In this study, the penetration enhancer propylene glycol did not accelerate the onset of the analgesic effect (p>0.05). In contrast, the addition of trometamol (Tris/THAM) accelerated the onset of the effect compared with the native formulation (at 0.4 N, p=0.0331; at 0.8 N, lidocaine, p=0.002).

Discussion

In our study, we formulated creams for topical anesthesia of the skin with various ingredients and compared their effects on onset time and strength of the analgesic effect.

These formulations, containing the LA agent lidocaine in various concentrations, trometamol (Tris/THAM) to create an alkaline environment and propylene glycol as a penetration enhancer, were compared to lidocaine/prilocaine cream.

Since lidocaine/prilocaine contains prilocaine, a methemoglobin-inducing agent, this product has only limited use in pediatric patients, especially among neonates.4,5

The question to be answered was whether cream formulations containing lidocaine in various concentrations in facultative conjunction with additives for enhanced penetration and tissue alkalization can achieve topical anesthesia equal to that achieved with lidocaine/prilocaine.

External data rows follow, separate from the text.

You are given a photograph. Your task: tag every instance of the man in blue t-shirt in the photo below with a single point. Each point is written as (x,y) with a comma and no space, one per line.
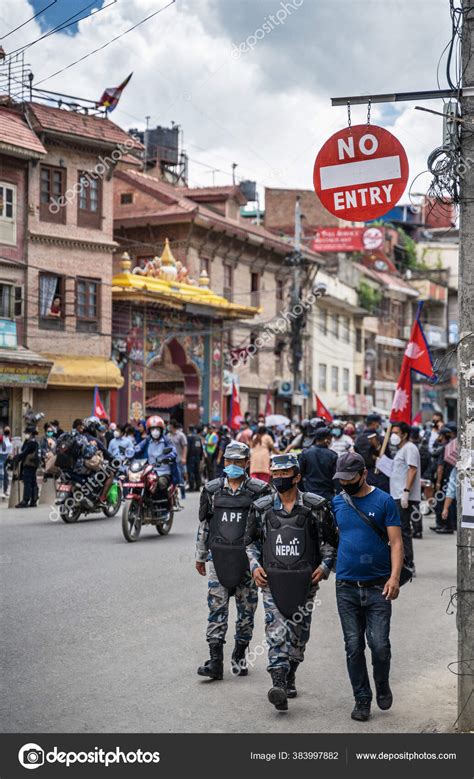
(367,579)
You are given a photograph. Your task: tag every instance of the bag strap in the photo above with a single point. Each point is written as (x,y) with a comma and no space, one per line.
(368,521)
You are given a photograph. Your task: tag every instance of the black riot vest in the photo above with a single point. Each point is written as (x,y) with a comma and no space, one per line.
(290,555)
(226,536)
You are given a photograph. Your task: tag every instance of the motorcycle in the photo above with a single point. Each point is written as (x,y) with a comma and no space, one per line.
(144,503)
(74,498)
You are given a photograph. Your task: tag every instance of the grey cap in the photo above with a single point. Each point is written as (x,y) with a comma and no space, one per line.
(236,451)
(348,465)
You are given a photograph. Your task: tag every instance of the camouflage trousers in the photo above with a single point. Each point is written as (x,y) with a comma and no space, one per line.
(286,638)
(246,599)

One primary end point of this study was the superiority of lidocaine over placebo. For an exposure time of 20 min, none of the tested lidocaine concentrations (5%, 10%, 20%) showed an advantage over placebo with regard to their analgesic effects. Only when the exposure time was increased to 40 min, the analgesic effect of the lidocaine cream was significantly stronger than that of placebo, but only for lidocaine 10% cream. After an exposure time of 60 min, all creams (lidocaine 5%, 10%, 20%) had a significant effect (Table 4).8 There is no pharmaceutical preparation for topical anesthesia available that achieves a shorter time to onset of a satisfactory anesthetic effect in adults.8

The second primary end point of this study was the non-inferiority of lidocaine 20% to lidocaine/prilocaine. This was shown for each of the three concentrations of lidocaine and each of the evaluated exposure times (20, 40 and 60 min) (Table 4).

Adding trometamol to the cream enhanced the effect of lidocaine. This is understandable because with the use of a buffer in an alkaline tissue environment, the lipophilic LA agent can penetrate better through neuronal membranes into the cytoplasm of the nerve cells.10 In contrast, adding propylene glycol did not result in an acceleration or augmentation of the analgesic effect of the lidocaine cream within the set-up of this study. Rather, there was a (nonsignificant) trend toward a reduction in the strength of the effect (negative differences of means); this study does not have the scope to explain this finding.

Any discrepancies between the results of our study and those of other studies may be due to the lack of a quantitatively standardized application of the cream and strength of the painful stimulus.10

Neither with lidocaine/prilocaine nor with our lidocaine cream, it was possible to reduce the exposure time of 45–60 min until the onset of a satisfactory effect (in adults). This is in line with earlier studies.11,12 Shorter application times (20–30 min) were only achieved with a heated topical lidocaine/prilocaine patch (Synera®/Rapydan®).13

Especially in neonates and infants, the induction of methemoglobin by prilocaine is of importance, as for this reason topical analgesia with lidocaine/prilocaine is restricted to only a limited number of skin areas.5,6,14 Therefore, it is reasonable to contemplate whether a cream for topical anesthesia without prilocaine (e.g., based on the formulation evaluated in this study) should be made available to pediatricians and pediatric anesthetists as a finished medicinal product.

Conclusion

The results of this experimental study indicate that a cream containing 20% lidocaine, 38% trometamol and 10% propylene glycol may be used as an alternative to lidocaine/prilocaine with a comparable effect and without the need to extend exposure time. However, further studies in a clinical setting are needed to establish the safety and effectiveness of this cream in clinical practice, especially in neonates and infants.

Disclosure

The authors report no conflicts of interest in this work.